Das Abschiedsspiel im Wellblechpalast wurde mal wieder für eine Showeinlage unterbrochen, und der ewige Eisbär kannte wie in seinen besten Tagen keine Gnade.

Sven Felski ließ Claudia Pechstein einfach stehen, der Mann des Tages zeigte der Eisschnellläuferin im Sprint über 30 Meter seine Kufen.

Auch bei seinem letzten Auftritt bewies der 38-Jährige, dass er noch nicht zum alten Eisen gehört. Dennoch ist der Eishockeyspieler Felski Geschichte.

Gänsehaut-Atmosphäre herrschte in Hohenschönhausen, wo der langjährige Profi des deutschen Meisters Eisbären Berlin für die 5000 Zuschauer zum allerletzten Mal seine Schlittschuhe schnürte. Felski war sichtlich gerührt, als er das Eis um 21.50 Uhr endgültig verließ.

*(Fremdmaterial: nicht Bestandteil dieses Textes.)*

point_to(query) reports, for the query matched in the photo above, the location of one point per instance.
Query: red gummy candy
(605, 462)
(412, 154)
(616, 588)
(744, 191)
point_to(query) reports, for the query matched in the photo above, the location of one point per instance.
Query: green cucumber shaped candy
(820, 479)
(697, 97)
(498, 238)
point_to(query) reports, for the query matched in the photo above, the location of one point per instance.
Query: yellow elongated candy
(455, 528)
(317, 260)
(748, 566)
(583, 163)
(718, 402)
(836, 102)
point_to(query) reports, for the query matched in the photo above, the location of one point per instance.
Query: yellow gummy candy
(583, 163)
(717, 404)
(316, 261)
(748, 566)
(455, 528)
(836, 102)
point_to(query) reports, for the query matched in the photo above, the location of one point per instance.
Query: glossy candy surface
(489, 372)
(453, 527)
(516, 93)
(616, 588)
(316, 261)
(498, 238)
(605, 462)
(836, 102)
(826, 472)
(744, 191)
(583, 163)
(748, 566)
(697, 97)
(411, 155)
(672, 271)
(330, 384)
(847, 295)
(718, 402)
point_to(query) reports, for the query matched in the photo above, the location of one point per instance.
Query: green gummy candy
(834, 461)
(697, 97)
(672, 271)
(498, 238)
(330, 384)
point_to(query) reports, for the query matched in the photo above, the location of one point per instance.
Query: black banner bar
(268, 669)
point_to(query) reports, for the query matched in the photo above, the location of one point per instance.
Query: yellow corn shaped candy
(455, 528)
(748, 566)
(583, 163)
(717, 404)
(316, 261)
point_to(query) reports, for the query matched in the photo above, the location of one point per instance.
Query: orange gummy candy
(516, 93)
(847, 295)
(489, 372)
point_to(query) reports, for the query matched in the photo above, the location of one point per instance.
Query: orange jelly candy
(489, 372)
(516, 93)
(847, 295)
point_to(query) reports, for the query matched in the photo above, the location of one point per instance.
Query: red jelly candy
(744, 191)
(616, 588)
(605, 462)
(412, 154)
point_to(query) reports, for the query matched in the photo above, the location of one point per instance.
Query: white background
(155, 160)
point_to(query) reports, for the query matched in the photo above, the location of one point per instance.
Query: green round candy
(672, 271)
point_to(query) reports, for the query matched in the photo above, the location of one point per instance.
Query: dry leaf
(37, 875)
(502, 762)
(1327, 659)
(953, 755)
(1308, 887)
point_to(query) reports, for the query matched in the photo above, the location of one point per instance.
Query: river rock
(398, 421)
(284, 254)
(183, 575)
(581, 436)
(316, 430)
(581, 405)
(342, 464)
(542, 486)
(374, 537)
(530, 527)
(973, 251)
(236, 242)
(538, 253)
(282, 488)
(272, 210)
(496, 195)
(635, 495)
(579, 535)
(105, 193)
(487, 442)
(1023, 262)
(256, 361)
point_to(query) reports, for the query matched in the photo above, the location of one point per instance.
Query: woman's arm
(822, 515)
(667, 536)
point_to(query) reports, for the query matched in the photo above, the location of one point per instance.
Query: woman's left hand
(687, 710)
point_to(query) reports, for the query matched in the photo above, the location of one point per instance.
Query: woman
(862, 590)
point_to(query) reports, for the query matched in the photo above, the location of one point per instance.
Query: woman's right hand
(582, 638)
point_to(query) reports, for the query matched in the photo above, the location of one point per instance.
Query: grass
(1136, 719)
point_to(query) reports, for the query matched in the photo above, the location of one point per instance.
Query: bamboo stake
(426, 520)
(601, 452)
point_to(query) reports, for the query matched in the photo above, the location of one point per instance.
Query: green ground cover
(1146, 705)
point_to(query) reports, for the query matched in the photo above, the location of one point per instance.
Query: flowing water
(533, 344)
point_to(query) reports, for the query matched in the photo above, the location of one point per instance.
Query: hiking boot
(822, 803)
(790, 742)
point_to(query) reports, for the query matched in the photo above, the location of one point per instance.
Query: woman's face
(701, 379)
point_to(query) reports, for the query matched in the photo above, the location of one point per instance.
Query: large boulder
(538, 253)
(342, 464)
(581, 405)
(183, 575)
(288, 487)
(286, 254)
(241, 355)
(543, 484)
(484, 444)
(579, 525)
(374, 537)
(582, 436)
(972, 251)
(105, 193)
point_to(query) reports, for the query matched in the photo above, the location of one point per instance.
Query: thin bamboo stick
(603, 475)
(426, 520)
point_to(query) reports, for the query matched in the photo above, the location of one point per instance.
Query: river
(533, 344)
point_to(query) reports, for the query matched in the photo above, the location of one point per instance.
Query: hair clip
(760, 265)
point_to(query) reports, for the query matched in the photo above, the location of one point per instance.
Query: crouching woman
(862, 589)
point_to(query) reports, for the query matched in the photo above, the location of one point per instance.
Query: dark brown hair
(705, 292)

"Ich bin absolut überwältigt. Vielen Dank an die Jungs auf dem Eis und die Fans auf den Rängen, die für einen geilen Abend gesorgt haben", sagte Felski.

Zuvor war der Stürmer, der seine Karriere im vergangenen Jahr nach über 20 Spielzeiten und genau 1000 Einsätzen in der Deutschen Eishockey Liga (DEL) schweren Herzens wegen Knieproblemen beendet hatte, für die Eisbären Allstars und die von ihm zusammengestellte Nationalmannschaft aufgelaufen.

Fünfmal traf Felski, auch das Siegtor zum 11:7 erzielte der Mann des Tages.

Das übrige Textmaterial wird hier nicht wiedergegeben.